Thursday, November 09, 2006

Lessons from a dysfunctional relationship: communication

These are thoughts I've kept for years. It's time for them to begin to emerge. I can only guess at how they might be received by my various readers, but to two people at least I have things to say. To one: don't worry. What you see here is not a change in me, but a reawakening of parts of me that were asleep when we met. To the other: I love you; and I know that I am not telling the whole story. But this is the part of it that, right now, is crying out to be told.

Whoever talks the most loses. If I bare my soul to you freely and without prompting, and you reveal your thoughts rarely and only after much coaxing, then you are the winner.

First, you are the winner by simple economics. If a good is flowing liberally from me to you, and only scantily from you to me, it follows that I am being steadily impoverished.

Second, you are the winner because in both exchanges I am the one betraying need. I need to share with you, and I need you to share with me. You, apparently, need neither, since you neither solicit communication from me nor volunteer information on your own. So I am weak, because I need, and you are strong, because you do not-- and you have power over me, because you control whether my needs are met.

Third, you are the winner because you have the power of superior information. You know things about me, and you can-- and do-- use them against me, while you remain impervious. You understand me, and I do not understand you. You are a cipher, I am transparent. And this is exactly how you want it.

With regard to the first, I did in time learn to stem the flow of communication. I learned to talk, if I must talk, to a notebook, or to a tree, or to God. I learned-- and I thank you for this-- that I can be a whole person unseen, unshared. I can be real without being reflected in another's eyes.

Learning not to need your communication was another matter. It was complicated because I knew that your independence was an illusion. In truth, you needed to tell me things much more than I needed to hear them... but you could hardly bring yourself to share, let alone to admit that you needed to. And so, my love, I continued to need your words-- continued to draw them out with hours of painstaking questions, bracing against rebuffs. It looked, to one watching, as if I was letting you make a fool of me, subjecting me to this mortifying ritual of supplication for your confidence. But by that time I didn't much care about foolishness.

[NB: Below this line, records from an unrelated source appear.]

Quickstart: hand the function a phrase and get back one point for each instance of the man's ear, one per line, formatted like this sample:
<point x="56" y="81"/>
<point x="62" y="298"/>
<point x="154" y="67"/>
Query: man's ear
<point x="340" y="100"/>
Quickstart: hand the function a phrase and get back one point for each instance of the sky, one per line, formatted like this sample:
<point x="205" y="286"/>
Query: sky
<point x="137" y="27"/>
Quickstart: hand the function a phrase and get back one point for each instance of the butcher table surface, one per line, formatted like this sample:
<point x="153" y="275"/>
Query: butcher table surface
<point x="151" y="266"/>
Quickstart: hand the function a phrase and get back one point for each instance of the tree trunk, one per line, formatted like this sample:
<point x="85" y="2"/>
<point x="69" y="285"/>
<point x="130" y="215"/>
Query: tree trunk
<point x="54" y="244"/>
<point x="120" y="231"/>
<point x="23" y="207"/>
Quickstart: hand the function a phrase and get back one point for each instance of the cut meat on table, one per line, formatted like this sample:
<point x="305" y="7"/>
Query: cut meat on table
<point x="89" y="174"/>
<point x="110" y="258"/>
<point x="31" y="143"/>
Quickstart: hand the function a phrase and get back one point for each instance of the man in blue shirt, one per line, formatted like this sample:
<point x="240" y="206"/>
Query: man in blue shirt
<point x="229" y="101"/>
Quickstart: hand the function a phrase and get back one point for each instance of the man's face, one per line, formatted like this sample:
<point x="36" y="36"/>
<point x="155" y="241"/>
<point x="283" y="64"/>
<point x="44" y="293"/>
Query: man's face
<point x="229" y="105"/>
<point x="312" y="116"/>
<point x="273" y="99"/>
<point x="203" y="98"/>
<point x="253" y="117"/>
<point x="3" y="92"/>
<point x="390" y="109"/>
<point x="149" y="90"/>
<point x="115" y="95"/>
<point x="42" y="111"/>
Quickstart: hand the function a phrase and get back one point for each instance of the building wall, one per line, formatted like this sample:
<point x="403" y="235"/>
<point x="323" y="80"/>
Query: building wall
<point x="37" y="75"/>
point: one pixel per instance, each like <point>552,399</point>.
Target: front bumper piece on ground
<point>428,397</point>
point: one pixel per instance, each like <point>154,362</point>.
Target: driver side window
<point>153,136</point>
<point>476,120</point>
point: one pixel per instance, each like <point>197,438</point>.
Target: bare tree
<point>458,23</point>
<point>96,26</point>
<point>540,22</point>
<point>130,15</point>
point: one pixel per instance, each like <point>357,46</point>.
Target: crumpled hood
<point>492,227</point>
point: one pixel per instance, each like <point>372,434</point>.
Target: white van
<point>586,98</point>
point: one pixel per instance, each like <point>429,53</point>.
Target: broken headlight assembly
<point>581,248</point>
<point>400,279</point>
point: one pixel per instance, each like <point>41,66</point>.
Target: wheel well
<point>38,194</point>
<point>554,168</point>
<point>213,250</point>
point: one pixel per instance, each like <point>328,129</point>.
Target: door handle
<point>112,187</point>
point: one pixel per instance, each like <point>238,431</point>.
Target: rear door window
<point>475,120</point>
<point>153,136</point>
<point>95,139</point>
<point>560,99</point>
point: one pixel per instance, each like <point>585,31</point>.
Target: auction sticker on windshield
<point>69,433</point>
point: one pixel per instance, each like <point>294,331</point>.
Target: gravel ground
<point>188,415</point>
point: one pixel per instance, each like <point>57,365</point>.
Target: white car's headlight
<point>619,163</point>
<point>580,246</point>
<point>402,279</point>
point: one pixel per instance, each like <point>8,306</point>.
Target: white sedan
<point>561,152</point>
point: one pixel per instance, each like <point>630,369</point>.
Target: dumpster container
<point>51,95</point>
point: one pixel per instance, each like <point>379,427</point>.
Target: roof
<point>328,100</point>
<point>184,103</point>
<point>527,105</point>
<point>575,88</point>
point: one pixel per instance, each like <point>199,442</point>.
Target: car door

In the end, you found other ears, and I was freed, first to be silent, then to begin to rebuild a sane pattern of communication. We talk, now, like friends. And the real measure of grace is that much of the time I don't even remember what a gift that is. The lack of astonishment in our dialogue is the most startling and beautiful thing of all.

But these things I learned from you have gone deep. The good and the bad in them are wound so closely-- independence, circumspection; constraint, frigidity-- that I hardly know how I ought to shape myself, even if I could master the fear of being exposed like that again. It is such a mixed legacy that time of ours has given me; so many twisted lessons I have learned. It is time, at the very least, to bring them into the light. This is the first.

2 comments:

The Wayward Budgeter said...

Ginny, this is tragic, beautiful, aching and uplifting. Thank you, dear friend, for posting these words on your blog, letting go of how your readers will receive it. You have expressed so much so beautifully, so convincingly. You are a dear friend to me, and this post reminds me of so much that is rich and good about our friendship because of who you are. You are many things, and this is one part, and I am thankful for it. I love you.

"Light up, light up
As if you have a choice
Even if you cannot hear my voice
I'll be right beside you dear"
- snow patrol

Molly said...

Ginny, you are so brave. Thank you for posting that! Thinking about your dysfunctional relationship helps me think about a different (but also dysfunctional) relationship with an old friend in a new light. A theatre teacher told me that good art of any kind helps people understand their own existence better. I think your art is good. And I love you, too. (Leah beat me to saying it, but I'm going to say it anyway!)